Kegiatan yang terdiri dari 40 anggota ini memberikan gambaran berbeda dari sekedar komunitas membaca yang terdengar membosankan. Justru sebaliknya, dalam komunitas baca Al Falah, anggotanya akan diajak menikmati indahnya membaca buku mulai dari berdiskusi bersama membahas buku yang telah dibaca, anggota diizinkan membawa novel dan komik sebagai bacaan yang menghibur dan tentu saja sesuai aturan pondok, hingga keluar pondok untuk membeli buku.
Melihat dari sisi manfaatnya, dalam hal ini Reading Club bukan hanya menjadi tempat hiburan santri, melainkan wadah untuk meningkatkan literasi santri. Melalui membaca memungkinkan mereka beradaptasi dengan perkembangan zaman, serta membentuk karakter yang lebih baik dan tentu saja menambah wawasan serta menjaga kesehatan mental para santri dan yang tidak kalah penting menjadi sarana untuk mengamalkan perintah Allah SWT.
Dengan membaca buku para santri dapat melihat dunia meskipun berada di dalam pondok, menambah pengetahuan dan informasi baru, serta tetap bisa mengikuti perkembangan zaman dan teknologi. Selain itu, membaca buku juga dapat menurunkan tingkat stres terutama ketika membaca buku kesukaan, mereka bisa merasa lebih rileks dan juga menurunkan perasaan sedih atau cemas yang sedang dirasakan, kemudian kesehatan mental juga dapat terjaga ketika membaca buku fiksi yang dapat menjadi wadah pelarian positif, pelarian imajinasi membuat mereka teralihkan dari stres yang dialami, aktivitas ini juga membuat santri merasakan kebebasan berimajinasi dan melupakan masalah di kehidupan nyata untuk sementara waktu, sehingga dapat disimpulkan membaca buku dapat mengurangi risiko depresi dan gangguan kesehatan mental lainnya.
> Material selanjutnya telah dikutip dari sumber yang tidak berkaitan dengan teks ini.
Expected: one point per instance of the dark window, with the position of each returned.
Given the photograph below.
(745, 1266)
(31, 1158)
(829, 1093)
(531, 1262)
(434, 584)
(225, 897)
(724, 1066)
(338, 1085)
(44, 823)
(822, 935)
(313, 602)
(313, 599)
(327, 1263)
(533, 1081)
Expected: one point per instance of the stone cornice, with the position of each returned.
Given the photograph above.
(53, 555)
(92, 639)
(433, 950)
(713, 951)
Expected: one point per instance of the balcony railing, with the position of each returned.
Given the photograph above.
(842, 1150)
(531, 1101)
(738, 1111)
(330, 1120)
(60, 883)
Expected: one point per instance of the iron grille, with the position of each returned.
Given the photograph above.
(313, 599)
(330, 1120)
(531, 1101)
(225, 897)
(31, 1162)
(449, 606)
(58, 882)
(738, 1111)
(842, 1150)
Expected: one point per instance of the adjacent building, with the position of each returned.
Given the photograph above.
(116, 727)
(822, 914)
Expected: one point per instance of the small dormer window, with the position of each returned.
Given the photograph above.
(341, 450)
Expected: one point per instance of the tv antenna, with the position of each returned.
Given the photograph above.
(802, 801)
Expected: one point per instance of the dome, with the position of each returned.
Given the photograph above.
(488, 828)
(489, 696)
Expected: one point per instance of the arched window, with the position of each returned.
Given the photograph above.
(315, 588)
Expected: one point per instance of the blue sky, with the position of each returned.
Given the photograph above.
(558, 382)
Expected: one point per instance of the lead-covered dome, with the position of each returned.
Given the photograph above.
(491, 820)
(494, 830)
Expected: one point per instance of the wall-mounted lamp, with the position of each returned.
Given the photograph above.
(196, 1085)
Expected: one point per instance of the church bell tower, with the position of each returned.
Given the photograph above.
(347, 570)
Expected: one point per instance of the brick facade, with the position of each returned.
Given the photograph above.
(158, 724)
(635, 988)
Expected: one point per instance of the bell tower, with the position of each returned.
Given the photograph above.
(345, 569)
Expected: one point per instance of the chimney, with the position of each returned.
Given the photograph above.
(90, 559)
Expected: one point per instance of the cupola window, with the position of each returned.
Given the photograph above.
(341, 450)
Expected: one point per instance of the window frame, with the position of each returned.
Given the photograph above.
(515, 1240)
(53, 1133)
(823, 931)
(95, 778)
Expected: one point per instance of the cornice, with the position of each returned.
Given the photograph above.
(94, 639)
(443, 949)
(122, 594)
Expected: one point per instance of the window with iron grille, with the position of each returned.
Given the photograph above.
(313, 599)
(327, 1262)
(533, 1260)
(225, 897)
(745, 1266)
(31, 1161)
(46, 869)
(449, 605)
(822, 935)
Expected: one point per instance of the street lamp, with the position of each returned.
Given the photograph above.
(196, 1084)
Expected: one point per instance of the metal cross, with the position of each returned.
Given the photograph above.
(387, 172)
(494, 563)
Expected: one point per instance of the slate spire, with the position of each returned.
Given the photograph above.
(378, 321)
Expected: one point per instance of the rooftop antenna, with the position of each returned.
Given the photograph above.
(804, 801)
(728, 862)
Manfaat dari segi keagamaan, membaca mengajarkan santri untuk mengingat dan mengamalkan perintah Allah SWT, karena perintah pertama yang turun adalah “Iqra'” (Bacalah), yang menjadi titik awal untuk mendapatkan ilmu dan petunjuk hidup. Dengan membaca, para santri dapat mengembangkan karakter dan kecintaan terhadap ilmu, memahami ajaran Allah, memperkuat iman, dan mengamalkannya dalam kehidupan sehari-hari serta menjadi bekal untuk kebahagiaan di dunia serta akhirat.
Oleh karena itu, program baru ini sangat bermanfaat dan memberikan daya tarik tersendiri bagi santri di pondok. Hal ini juga tidak terlepas dari cara program Reading Club mengajak santri untuk membaca yaitu dengan membebaskan anggota memilih buku yang disukai dan mulai dengan bacaan yang ringan serta tidak mengharuskan anggota membaca buku yang berkaitan dengan pelajaran sekolah atau buku non fiksi, mereka dapat membaca novel atau buku cerita lainnya, kemudian diadakan pertemuan setiap dua minggu sekali bersama Gus Arman.
Dalam pertemuan tersebut, setiap anggota Reading Club membawa buku yang telah dibaca dan saling bertanya secara alami tentang buku mereka. Selain itu, mereka juga bercerita serta berdiskusi tentang buku yang telah dibaca. Para anggota Reading Club mengambil posisi melingkar dan setiap anak maju bergiliran untuk bercerita sambil membawa bukunya.
Dalam sesi ini, anggota Reading Club lainnya boleh mengajukan pertanyaan yang dijawab langsung oleh anak yang bercerita, sehingga seringkali mewujudkan suasana diskusi yang hangat di antara mereka.
Dan yang paling menarik, anggota Reading Club bersama pembimbing diajak Gus Arman langsung untuk mencari buku kesukaan di toko buku ternama, dan setelahnya mencari tempat nyaman untuk kembali berdiskusi terkait buku yang dibeli.
Ini semua merupakan upaya pondok untuk memberikan pengalaman membaca yang lebih seru sekaligus menciptakan generasi berwawasan luas, memiliki kemampuan berpikir kritis yang lebih baik, lebih kreatif, dan memiliki literasi yang lebih tinggi.